How Do You Multiply Two Trinomials?

Polynomial is an expression in mathematics that constants and variables of different degrees. On basis of number of terms in polynomial, we decide its type. For instance, x² is a monomial, x² + 2x + 1 is a trinomial, x³ + 5x² + 6 is also a trinomial and so on. In Polynomials, multiplication is a very common operation to be performed. Let's see how do you multiply two trinomials?

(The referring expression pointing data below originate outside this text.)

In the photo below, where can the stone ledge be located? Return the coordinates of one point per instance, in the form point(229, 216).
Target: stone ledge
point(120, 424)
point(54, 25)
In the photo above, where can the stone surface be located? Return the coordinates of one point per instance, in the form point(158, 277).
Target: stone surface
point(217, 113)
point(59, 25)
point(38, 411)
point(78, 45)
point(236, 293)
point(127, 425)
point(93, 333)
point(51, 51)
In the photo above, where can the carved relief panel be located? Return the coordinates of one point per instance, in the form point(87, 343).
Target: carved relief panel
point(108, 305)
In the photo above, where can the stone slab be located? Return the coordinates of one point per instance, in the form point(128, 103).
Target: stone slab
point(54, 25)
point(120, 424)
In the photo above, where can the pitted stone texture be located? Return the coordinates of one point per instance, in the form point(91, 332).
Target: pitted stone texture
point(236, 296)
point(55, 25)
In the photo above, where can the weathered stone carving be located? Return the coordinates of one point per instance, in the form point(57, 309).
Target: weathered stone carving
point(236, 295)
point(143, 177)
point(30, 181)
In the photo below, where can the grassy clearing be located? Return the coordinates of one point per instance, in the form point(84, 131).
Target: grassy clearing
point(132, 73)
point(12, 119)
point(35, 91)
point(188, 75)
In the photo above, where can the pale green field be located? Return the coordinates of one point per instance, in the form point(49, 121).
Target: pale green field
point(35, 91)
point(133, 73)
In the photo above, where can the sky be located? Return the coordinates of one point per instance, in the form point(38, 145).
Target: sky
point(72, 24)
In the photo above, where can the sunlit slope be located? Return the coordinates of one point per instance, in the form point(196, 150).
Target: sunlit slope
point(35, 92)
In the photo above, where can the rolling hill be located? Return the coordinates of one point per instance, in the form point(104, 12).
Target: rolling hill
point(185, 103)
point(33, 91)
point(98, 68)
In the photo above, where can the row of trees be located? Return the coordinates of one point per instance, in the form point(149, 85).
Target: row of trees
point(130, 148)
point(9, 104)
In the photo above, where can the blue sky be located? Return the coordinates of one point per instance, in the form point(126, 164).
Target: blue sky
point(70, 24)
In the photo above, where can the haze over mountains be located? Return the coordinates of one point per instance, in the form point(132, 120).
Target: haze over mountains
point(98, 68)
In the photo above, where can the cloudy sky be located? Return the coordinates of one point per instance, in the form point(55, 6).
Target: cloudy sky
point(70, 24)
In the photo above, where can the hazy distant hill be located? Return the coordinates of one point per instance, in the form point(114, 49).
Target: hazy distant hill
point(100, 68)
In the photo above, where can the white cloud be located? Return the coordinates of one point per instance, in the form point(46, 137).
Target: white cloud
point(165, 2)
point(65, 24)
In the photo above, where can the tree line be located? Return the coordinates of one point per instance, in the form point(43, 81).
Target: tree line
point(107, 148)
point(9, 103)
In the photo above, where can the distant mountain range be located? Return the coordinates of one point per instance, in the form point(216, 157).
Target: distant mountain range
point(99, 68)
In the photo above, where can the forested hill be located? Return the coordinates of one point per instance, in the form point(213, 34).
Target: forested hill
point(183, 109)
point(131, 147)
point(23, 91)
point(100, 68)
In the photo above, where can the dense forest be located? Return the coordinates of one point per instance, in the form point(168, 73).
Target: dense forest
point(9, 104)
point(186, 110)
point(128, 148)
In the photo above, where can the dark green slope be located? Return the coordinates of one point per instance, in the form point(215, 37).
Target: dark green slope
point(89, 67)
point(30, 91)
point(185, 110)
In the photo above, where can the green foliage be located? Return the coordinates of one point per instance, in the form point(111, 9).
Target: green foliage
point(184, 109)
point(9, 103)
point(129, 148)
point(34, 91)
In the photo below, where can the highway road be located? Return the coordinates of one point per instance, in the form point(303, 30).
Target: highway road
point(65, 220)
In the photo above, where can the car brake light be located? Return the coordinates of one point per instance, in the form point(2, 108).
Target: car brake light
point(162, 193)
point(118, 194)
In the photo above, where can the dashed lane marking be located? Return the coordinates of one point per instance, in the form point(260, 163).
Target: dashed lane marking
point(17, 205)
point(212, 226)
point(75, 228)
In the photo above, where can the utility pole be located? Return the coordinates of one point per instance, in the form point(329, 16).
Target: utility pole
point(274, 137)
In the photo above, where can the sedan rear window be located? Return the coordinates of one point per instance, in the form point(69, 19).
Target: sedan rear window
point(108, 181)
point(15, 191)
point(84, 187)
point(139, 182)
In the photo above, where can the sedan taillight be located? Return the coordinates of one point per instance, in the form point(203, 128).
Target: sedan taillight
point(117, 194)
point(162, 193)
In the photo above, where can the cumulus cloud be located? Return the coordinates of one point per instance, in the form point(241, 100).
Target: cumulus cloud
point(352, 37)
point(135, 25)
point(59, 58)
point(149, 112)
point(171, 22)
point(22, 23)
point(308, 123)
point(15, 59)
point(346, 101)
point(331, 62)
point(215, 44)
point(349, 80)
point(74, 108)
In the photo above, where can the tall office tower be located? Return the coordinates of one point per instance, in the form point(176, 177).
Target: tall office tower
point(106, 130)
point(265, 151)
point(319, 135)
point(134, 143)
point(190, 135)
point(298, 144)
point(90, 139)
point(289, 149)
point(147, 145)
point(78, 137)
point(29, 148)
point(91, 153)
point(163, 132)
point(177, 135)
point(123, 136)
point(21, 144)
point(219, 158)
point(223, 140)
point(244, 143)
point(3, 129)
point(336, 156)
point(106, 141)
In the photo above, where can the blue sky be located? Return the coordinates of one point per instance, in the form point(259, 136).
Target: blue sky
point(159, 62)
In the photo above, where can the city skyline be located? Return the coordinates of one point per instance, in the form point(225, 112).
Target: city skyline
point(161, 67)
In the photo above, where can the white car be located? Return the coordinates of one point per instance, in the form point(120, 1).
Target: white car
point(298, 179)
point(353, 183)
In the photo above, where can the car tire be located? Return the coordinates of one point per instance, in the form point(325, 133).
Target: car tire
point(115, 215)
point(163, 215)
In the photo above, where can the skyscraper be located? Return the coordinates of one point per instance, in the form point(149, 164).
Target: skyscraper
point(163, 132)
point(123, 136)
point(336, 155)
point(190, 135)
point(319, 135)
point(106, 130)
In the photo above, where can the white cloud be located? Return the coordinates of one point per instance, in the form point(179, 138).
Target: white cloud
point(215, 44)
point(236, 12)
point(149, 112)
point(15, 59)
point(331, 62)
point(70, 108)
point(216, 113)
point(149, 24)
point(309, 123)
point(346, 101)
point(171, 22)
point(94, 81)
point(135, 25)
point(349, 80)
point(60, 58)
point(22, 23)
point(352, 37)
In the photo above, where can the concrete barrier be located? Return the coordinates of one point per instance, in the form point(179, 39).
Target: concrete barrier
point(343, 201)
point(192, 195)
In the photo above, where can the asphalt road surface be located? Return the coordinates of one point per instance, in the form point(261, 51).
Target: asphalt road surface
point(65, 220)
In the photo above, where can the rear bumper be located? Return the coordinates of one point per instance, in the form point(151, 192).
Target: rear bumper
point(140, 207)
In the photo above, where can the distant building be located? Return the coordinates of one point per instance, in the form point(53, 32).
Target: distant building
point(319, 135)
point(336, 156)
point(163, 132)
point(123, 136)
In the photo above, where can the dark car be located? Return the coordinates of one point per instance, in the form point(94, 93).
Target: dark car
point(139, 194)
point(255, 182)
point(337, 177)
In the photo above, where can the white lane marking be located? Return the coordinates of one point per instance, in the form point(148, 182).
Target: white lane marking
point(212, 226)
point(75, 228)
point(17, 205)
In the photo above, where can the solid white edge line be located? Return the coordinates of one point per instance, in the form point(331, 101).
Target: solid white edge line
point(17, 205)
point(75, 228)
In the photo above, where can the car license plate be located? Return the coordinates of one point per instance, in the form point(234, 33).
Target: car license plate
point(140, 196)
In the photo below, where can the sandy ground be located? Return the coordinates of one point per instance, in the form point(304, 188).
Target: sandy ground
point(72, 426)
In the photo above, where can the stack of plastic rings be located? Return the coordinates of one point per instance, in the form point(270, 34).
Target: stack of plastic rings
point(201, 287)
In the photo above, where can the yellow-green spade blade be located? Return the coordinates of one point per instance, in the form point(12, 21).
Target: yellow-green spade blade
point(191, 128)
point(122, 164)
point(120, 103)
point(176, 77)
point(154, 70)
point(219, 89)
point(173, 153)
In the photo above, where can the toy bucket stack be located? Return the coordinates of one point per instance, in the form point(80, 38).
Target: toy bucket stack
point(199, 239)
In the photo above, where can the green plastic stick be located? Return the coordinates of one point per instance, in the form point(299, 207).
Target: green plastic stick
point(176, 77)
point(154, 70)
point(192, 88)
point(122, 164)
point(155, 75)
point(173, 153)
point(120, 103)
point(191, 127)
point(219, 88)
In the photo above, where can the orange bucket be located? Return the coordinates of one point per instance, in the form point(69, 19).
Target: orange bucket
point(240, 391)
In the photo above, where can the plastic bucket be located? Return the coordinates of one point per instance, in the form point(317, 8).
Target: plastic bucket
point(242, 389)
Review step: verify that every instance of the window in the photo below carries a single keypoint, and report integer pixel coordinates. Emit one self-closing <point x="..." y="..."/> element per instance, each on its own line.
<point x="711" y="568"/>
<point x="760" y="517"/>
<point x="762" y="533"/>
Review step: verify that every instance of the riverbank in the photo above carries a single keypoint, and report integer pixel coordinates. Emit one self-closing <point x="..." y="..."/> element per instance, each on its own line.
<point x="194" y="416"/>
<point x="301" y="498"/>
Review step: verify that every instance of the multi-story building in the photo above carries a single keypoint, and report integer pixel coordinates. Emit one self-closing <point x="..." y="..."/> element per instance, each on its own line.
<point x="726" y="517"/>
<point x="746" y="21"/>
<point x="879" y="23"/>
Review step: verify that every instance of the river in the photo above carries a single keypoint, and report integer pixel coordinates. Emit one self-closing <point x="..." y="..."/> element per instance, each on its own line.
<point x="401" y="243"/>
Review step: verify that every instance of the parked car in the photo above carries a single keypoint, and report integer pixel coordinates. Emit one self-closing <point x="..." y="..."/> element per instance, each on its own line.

For this let us consider an example of two trinomials: x³ + 4x + 8 and 5x³ + 2x² + 7x + 1. Let us multiply them:
(x³ + 4x + 8) * (5x³ + 2x² + 7x + 1),
We must pick one term at a time from any of the two polynomials and that should be multiplied to each term of another polynomial. This reduces complexity of problem. Only thing we need to be aware of is the sign of multiplication. Here, in our example we take terms of trinomial (x³ + 4x + 8) one by one and multiply them to each term in second trinomial (5x³ + 2x² + 7x + 1) to get:
(x³ + 4x + 8) * (5x³ + 2x² + 7x + 1) = x³ (5x³ + 2x² + 7x + 1) + 4x (5x³ + 2x² + 7x + 1) + 8 (5x³ + 2x² + 7x + 1) = 5x⁶ + 2x⁵ + 7x⁴ + x³ + 20x⁴ + 8x³ + 28x² + 4x + 40x³ + 16x² + 56x + 8.
Reducing the polynomial by adding or subtracting the coefficients of terms with same degrees:
= 5x⁶ + 2x⁵ + 27x⁴ + 49x³ + 44x² + 60x + 8,
We see that resultant polynomial is of higher degree.